Qmaster process uses all memory and gets killed by the OOM killer

Reported by: bdeluca@… Owned by:
Priority: normal Milestone:
Component: sge Version: 8.0.0d
Severity: minor Keywords:
Cc:

Description

Hi!

I am experiencing a problem on 8.0.0c and later code. Where

the qmaster will suddenly increase the amount of ram it using and then
be killed by the oom killer.

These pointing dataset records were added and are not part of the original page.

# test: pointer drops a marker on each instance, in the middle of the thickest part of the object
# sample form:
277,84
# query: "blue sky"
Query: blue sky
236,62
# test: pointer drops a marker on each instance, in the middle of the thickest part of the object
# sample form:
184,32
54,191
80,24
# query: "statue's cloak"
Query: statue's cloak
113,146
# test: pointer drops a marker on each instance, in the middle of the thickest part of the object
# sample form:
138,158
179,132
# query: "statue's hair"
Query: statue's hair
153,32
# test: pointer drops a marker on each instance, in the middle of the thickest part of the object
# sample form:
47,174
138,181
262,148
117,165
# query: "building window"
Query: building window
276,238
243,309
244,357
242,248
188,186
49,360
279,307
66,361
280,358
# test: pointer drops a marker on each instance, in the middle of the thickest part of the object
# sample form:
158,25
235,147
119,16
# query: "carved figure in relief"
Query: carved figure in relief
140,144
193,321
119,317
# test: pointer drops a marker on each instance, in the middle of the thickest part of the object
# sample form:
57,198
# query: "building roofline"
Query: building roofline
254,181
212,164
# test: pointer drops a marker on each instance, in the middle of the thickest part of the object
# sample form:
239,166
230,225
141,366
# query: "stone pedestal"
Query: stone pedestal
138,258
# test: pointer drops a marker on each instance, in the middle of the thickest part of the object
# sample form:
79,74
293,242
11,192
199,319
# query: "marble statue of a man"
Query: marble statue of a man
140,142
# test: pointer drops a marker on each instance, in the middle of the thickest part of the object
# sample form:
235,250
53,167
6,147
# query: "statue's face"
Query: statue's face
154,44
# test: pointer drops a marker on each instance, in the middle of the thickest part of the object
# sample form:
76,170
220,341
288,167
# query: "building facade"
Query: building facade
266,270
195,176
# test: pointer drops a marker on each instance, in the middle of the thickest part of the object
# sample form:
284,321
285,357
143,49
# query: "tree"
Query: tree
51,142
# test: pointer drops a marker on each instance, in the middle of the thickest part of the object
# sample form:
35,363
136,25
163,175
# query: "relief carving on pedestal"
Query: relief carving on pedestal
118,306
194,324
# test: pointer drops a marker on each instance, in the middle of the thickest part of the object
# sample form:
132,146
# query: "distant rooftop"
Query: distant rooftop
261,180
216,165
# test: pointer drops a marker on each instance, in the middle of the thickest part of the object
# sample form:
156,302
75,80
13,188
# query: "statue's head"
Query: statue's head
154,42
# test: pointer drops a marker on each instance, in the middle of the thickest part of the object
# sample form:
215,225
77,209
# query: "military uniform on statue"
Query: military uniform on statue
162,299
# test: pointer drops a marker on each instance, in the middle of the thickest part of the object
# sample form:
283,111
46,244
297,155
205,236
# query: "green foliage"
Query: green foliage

On 8.0.0c this removes the parrallel
environments causing all processing with PE's to stop, even when we
detect the failure and recover.

Working backwards to determine when this starts happening.

Change History

comment:1 Changed 2 years ago by bdeluca@…

sorry we are using 8.0.0d

not 8.0.0c

On Wed, Feb 8, 2012 at 11:51 AM, SGE <sge-bugs@…> wrote:

#1409: Qmaster process uses all memory and gets killed by the OOM killer


Reporter:  bdeluca@…  |      Type:  defect

Status:  new        |  Priority:  normal

Component:  sge        |   Version:  8.0.0d

Severity:  minor      |


Hi!

I am experiencing a problem on 8.0.0c and later code. Where

the qmaster will suddenly increase the amount of ram it using and then
be killed by the oom killer. On 8.0.0c this removes the parrallel
environments causing all processing with PE's to stop, even when we
detect the failure and recover.

Working backwards to determine when this starts happening.

--
Ticket URL: <https://arc.liv.ac.uk/trac/SGE/ticket/1409>
SGE <https://arc.liv.ac.uk/trac/SGE>
Son of Grid Engine:  Community continuation of work on Grid Engine

comment:2 Changed 2 years ago by bdeluca@…

I have further details in regards to this issue.

Our grid runs with PE, and consumable complexes.
I copy our default queue and submit a job that uses PE and consumables.
with 10 exec hosts eventually I run out of ram, I tried up to 12 gigs.

BT's from the qmaster when it is running out of ram looks like.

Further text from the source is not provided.